He had been on the streets for three months, but new to homelessness; he was already on his way out. After about three months, he explained, the government enters you in their system and finds you work and a home. Perhaps this was why there were so few homeless people in Amsterdam.
A deeper cultural explanation revealed itself a few minutes later when a group of girls came up to give him a big bouquet of flowers, as if he were a rock-star. He smiled brightly and as they walked away he said with a tearful twinkle in his eyes that it had made his day. “You are still a man.”
Amsterdam takes care of its homeless because the city has a deeply rooted sense of equality and thus views them as human beings. Amsterdam has been a cosmopolitan and liberal city for many hundreds of years. It had the first Republican government in the modern era and welcomed free thinkers and Jews when Europe was still immersed in religious wars. It stayed out of the great wars of Europe, and thus progressed free from social-traumas and collective tensions. And even though it has been a commercial success, Amsterdam remains a highly equal society. There are lessons here for America.
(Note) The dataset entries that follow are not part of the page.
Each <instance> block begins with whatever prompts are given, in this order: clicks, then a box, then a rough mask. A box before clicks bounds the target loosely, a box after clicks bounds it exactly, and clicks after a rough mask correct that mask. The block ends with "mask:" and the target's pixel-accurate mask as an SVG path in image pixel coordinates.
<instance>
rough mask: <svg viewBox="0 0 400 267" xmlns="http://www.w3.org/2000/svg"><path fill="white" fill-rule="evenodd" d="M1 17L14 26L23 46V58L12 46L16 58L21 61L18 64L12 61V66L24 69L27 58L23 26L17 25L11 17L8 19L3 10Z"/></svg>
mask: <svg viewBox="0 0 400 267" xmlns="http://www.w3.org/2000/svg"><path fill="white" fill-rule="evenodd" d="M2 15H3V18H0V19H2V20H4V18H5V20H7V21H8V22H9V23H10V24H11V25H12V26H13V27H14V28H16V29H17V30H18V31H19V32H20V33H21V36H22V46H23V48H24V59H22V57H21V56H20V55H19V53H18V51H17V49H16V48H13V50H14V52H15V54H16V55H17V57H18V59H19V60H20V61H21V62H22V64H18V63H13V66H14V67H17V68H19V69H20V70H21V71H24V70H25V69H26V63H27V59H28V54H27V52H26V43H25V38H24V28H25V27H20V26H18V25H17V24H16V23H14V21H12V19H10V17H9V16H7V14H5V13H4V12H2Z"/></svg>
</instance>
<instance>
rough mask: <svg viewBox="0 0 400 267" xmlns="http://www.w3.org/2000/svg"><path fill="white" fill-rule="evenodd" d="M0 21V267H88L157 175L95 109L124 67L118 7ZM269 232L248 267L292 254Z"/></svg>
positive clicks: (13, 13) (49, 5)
Kate Pickett, co-author of The Spirit Level, a landmark book on the social benefits of economic equality, first pointed out to me in an interview that economically equal societies feel different. She noted that whenever she arrives in a more equal society she feels something relax inside. This happened for me in both Amsterdam and Serbia, which is an unusually equal society among middle-income countries. People in these places felt as if they were living in their own skins, as if they were not trying to be someone or somewhere else. Residents of Belgrade, Serbia seemed comfortable and relaxed, while those in Amsterdam had about them a circumspect calmness. And it felt much the same in my brief visit to highly-equal Sweden as well.
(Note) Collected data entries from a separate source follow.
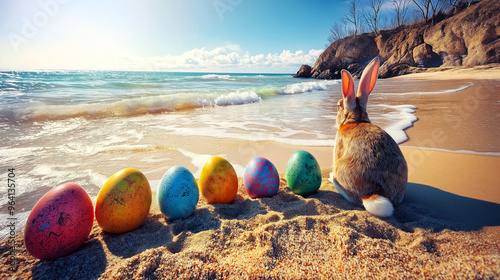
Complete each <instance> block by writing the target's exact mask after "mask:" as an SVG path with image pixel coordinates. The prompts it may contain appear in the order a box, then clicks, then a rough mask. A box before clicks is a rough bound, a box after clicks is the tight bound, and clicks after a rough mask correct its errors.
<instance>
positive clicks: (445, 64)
mask: <svg viewBox="0 0 500 280" xmlns="http://www.w3.org/2000/svg"><path fill="white" fill-rule="evenodd" d="M498 11H500V1H498V0H482V1H480V2H477V3H474V4H472V5H471V6H470V7H468V8H464V9H463V10H460V11H458V12H456V13H453V11H450V12H448V13H447V14H445V15H444V16H442V17H440V18H439V19H435V20H434V22H433V23H432V22H429V23H425V22H418V23H415V24H412V25H409V26H403V27H397V28H394V29H391V30H382V31H380V32H379V34H378V35H376V34H373V33H364V34H360V35H358V36H356V37H354V36H349V37H345V38H342V39H339V40H337V41H335V42H333V43H331V44H330V46H328V48H326V50H325V51H324V52H323V53H322V54H321V55H320V56H319V57H318V59H316V62H315V63H314V66H313V67H312V69H311V70H310V71H309V69H306V68H304V69H302V68H303V67H304V66H301V69H299V72H297V75H296V76H300V75H299V73H301V72H303V73H310V75H311V76H310V77H313V78H318V79H338V78H339V73H340V70H342V69H348V70H349V71H350V72H351V74H353V75H354V76H355V75H358V76H359V75H360V74H361V71H362V70H363V68H364V67H365V66H366V65H367V63H368V62H369V61H370V60H372V59H373V58H374V57H375V56H379V57H380V60H381V63H382V65H381V67H380V71H379V76H380V77H381V78H387V77H393V76H397V75H402V74H408V73H413V72H420V71H422V70H425V69H424V68H429V67H440V66H475V65H483V64H490V63H500V28H499V27H498V26H500V13H498ZM306 76H307V75H306Z"/></svg>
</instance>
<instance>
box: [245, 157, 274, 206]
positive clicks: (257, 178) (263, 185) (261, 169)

Numerous studies demonstrate that, once they join the top 50 or so most prosperous states, people in more equal societies enjoy less heart disease, cancer, mental-illness, murder, and incarceration. They live longer and are more likely to survive at birth. They have higher numbers of patents per capita and even recycle more. It is not just the poor who do better in more equal societies either. Relative to their counterparts in less equal societies, the rich do better as well. For inequality exacerbates the anxieties associated with one’s place in the social hierarchy, notes Pickett. This leads people to obsess over issues of status and personal accomplishment. Anxiety drives many of our worst habits and causes some of our most debilitating diseases, fueling consumerism and drug-addiction alike. The result is all-too-often an acquisitive society of the sick and self-centered.
Amsterdam is both socially liberal and personally conservative. The Dutch profit from hashish-smoking tourists but do not partake much themselves. People travel mostly by bicycle, foot and tram, living quite simply amid a network of canals, built half-a-millennium ago, and ringed around the city-center in concentric circles. These waterways are lined with thousands-upon-thousands of decrepit old-houseboats, which would have been destroyed to make way for new real-estate but for Amsterdam’s post-sixties, counter-cultural government.
Things seemed to fit together better in these places. Amsterdam and Stockholm painted a gentle concord between water and land, roadways and townhomes. Belgrade blended rust-streaked, cement-buildings of the communist sixties with monuments from the Habsburg Empire, highlighted by trendy, renovated interiors. In these cities, the past breathes through open-streets and well-preserved canals. Perhaps things seemed to fit together aesthetically because people felt themselves in it together, as if they had entrained their own internal rhythms to that of the waterways and the spacing of the buildings. Levels of social-trust tend to be higher in more equal societies and this seems to go far in explaining why these cities have been built on a more human-scale.
Contrast this with America, the glib and bold. The American past tends to feel dissociated from the present, as each business is dissociated from its rivals, with corporate logos vying for attention at every turn, in a landscape of aesthetic incoherence. Americans like to hurry, but the mad-rush tends to get stalled in the traffic of sprawling suburbs, which line the outer-margins of city-centers, whose real-estate ever-climbs upward. If Americans do not shoot you with their guns, they will kill you with their cars, for Americans do not tend to feel themselves in it together and neither do they care. All of this shows in the statistics. To name but a few, America the highest murder and incarceration, obesity and homelessnes, rates in the developed world.
Protesters often chant, this is what democracy looks like, amid a cacophony of voices, in protests across the world, but this is what equality looks like. It is charming and friendly, relaxed and beautiful. Amsterdam has learned to let things be, to preserve its old buildings without making them into monuments, to maintain its waterways, without grand gestures. Amsterdam has learned how to give people the freedom to live their lives as they please without falling into the sort of rank hedonism that can tear a society apart. Somehow they seem to have gotten the balance right. It looked much the same in Sweden, which is often viewed as a beacon of sanity in a world gone mad. And even as Serbia finds itself mired in political scandals, with entry into the European Union repeatedly stalling, they seemed to be living well for residents of an emerging-market.
As Americans contemplate electing a democratic-socialist to the Presidency, we would do well to give more attention to the things we are likely to see change. This is what equality looks like and it is arguably better and more beautiful than the incomprehensible slobbery of the modern American scene.